| Anthony Partners LLC v Mici |
| 2026 NY Slip Op 00003 [245 AD3d 402] |
| January 6, 2026 |
| Appellate Division, First Department |
| Published by New York State Law Reporting Bureau pursuant to Judiciary Law § 431. |
| Anthony Partners LLC, Respondent, v Aleksander Mici et al., Appellants. |
Rocco Vozza, Bronx, for appellants.
Rosenberg & Steinmetz PC, Valley Stream (Rachelle Rosenberg of counsel), for respondent.
Contempt - Criminal Contempt - Violation of Temporary Restraining Order - Unequivocally and Willfully Disobeyed
Process
- Service of Process
- Overnight Mail
- Multiple Addresses and Email Copy
Order, Supreme Court, Bronx County (Erik L. Gray, J.), entered on or about October 18, 2024, which granted plaintiff's motion to hold defendants in civil and criminal contempt for violating a temporary restraining order, unanimously affirmed, with costs. Appeal from order, same court and Justice, entered on or about September 25, 2024, which granted plaintiff's motion for a declaratory judgment, an assessment of damages, and a preliminary injunction to the extent of issuing the preliminary injunction, unanimously dismissed, without costs, as abandoned.
By order entered on or about August 21, 2024, Supreme Court (Ben R. Barbato, J.), issued a temporary restraining order prohibiting defendants, pending a hearing, from "interfering with and/or removing" a sidewalk shed that plaintiff had installed at the front of the parties' properties. The court directed its order to be served on defendants by "overnight mail" at two addresses in the Bronx. An affidavit of service indicates that on August 22, 2024, the order was sent to those addresses, "enclosed in properly addressed, Federal Express standard overnight envelopes" and "deposited in an official Federal Express depository." Plaintiff's counsel also emailed a copy of the order to defendant Aleksander Mici. Mici concedes that he dismantled the sidewalk shed on August 24, 2024.

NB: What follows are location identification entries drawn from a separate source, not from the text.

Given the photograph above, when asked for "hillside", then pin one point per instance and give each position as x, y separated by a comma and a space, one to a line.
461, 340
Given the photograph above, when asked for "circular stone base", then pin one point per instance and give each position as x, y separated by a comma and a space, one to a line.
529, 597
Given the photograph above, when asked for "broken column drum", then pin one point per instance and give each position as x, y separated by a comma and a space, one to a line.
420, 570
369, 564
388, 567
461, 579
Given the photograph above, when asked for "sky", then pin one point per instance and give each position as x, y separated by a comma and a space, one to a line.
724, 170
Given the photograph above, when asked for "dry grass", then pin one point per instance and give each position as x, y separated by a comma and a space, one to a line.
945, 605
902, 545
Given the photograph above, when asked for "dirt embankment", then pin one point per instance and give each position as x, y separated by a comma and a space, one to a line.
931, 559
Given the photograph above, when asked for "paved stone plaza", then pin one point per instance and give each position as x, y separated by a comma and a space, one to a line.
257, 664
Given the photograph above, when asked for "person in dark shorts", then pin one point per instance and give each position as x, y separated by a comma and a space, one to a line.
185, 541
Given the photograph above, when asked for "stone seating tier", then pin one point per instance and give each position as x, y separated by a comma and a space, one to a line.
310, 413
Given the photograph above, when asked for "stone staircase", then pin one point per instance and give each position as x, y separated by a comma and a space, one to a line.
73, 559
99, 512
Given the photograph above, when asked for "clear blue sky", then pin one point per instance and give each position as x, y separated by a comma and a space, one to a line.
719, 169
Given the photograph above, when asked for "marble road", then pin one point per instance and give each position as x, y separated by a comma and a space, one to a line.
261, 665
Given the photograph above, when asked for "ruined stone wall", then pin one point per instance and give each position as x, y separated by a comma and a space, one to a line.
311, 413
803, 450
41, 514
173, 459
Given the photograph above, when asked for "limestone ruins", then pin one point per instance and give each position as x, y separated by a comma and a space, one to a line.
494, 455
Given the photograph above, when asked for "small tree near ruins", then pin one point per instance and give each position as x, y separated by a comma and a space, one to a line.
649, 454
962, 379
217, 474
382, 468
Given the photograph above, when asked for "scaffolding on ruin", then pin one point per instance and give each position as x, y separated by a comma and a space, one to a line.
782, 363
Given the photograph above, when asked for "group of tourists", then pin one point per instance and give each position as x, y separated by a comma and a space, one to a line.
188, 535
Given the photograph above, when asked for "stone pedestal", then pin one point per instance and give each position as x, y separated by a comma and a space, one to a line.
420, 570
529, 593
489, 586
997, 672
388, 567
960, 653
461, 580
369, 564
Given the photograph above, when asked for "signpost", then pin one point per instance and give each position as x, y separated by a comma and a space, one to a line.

Supreme Court providently exercised its discretion in finding defendants in civil and criminal contempt of the August 21, 2024 order. The record shows that defendants were aware of the temporary restraining order, and that Mici unequivocally and willfully disobeyed it (see Matter of McCormick v Axelrod, 59 NY2d 574, 583 [1983], amended 60 NY2d 652 [1983]; Bayamon Steel Processors v Platt, 191 AD2d 249, 249 [1st Dept 1993]). Additionally, defendants' intentional conduct resulted in prejudice to plaintiff (see Bayamon Steel Processors, 191 AD2d at 249).
We reject defendants' argument that Mici did not know about the temporary restraining order when he dismantled the sidewalk shed. The record shows that plaintiff properly served the order on August 22, 2024, by overnight mail, in accordance with Supreme Court's August 21, 2024 order, and we decline to disturb the court's finding of proper service (see Kozel v Kozel, 161 AD3d 699, 700 [1st Dept 2018], lv dismissed 32 NY3d 1089 [2018]; Arrufat v Bhikhi, 101 AD3d 441, 442 [1st Dept 2012]). We also decline to consider evidence submitted by defendants purportedly showing that the overnight mail was not delivered to them, as that evidence is outside the record (see Becker v City of New York, 249 AD2d 96, 98 [1st Dept 1998]). In any event, Mici had actual knowledge of the temporary restraining order, as plaintiff's counsel emailed it to him (see Matter of McCormick, 59 NY2d at 583).
Defendants do not address the merits of the preliminary injunction imposed by the September 2024 order. Therefore, defendants' appeal from that order is deemed abandoned (see De Luca v De Luca, 241 AD3d 1146, 1149 [1st Dept 2025]).
We have considered defendants' remaining contentions and find them unavailing. Concur—Webber, J.P., Friedman, Mendez, Shulman, Hagler, JJ.